Según un modo de realización, el agente a evaluar se aplica por contacto directo con al menos una parte del equivalente de piel. Según otro modo de realización, el agente puede también ser aplicado en el medio de cultivo de dicho equivalente de piel, incluso con un medio que provocará una interacción Indirecta del agente con uno de los constituyentes del equivalente de piel. A título no limitativo de modo de aplicación alternativo del agente al equivalente de piel, se puede citar en particular la inyección, la mesoterapia o la iontoforesis.
El agente a evaluar puede ser aplicado en particular sobre un equivalente de piel que comprende al menos unos fibroblastos y/o unos queratinocitos y/o unos melanocitos que provienen de trastornos pigmentarios tales como las manchas de vejez (lentigo actínico).
Según uno de los modos de realización del procedimiento, el agente a evaluar es un agente que inhibe la pigmentación, del cual se desea medir la actividad despigmentante y/o anti-pigmentante.

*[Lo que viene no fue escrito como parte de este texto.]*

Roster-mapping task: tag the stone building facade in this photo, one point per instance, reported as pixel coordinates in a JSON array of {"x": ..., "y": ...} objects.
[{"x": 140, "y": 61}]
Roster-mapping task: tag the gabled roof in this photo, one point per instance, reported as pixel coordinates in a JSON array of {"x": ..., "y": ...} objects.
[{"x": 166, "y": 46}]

El procedimiento permite en particular evaluar el efecto de productos destinados a prevenir, ralentizar o reducir las manchas pigmentarias y/o otros trastornos pigmentarios.
El procedimiento permite, según uno de sus aspectos, evaluar un agente despigmentante, es decir evaluar la capacidad de dicho agente para disminuir la pigmentación constitutiva o inducida.

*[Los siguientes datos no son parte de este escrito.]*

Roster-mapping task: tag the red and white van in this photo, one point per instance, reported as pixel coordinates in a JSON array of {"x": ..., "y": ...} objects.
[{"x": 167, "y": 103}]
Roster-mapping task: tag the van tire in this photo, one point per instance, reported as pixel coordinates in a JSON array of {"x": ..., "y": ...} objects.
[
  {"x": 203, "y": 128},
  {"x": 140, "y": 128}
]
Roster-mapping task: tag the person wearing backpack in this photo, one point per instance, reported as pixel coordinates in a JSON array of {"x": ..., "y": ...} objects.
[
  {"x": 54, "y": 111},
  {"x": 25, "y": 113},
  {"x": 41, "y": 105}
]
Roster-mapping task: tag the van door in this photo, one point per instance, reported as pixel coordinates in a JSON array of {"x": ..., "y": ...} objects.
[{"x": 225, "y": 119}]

Según otro aspecto, el procedimiento tiene como objetivo evaluar un agente anti-pigmentante, es decir ensayar la capacidad de dicho agente para prevenir y/o reducirla pigmentación inducida.
Según un aspecto de la invención, el producto a evaluar estará aplicado en un modelo patológico, tal como se ha descrito anteriormente, por ejemplo de trastornos híper o hipopigmentados, tales como el vitÍligo, el melanoma, el nevo, el lentigo actínico, el melasma, etc. a partir de células (melanocitos pero también queratinocitos o fibroblastos) aisladas de estas patologías o modificadas genéticamente (“silencing”, sobreexpresión, etc.).
Según otro modo de realización del procedimiento según la invención, el agente a evaluar es un agente que favorece la pigmentación, solo o en combinación con la radiación UV.
Según un modo de realización particular, los equivalentes de piel son sometidos además a una exposición de radiaciones UV, siendo las radiaciones UV aplicadas antes, concomitantemente y/o después de la aplicación del agente a evaluar, o durante un periodo de tiempo equivalente sobre el equivalente de piel control.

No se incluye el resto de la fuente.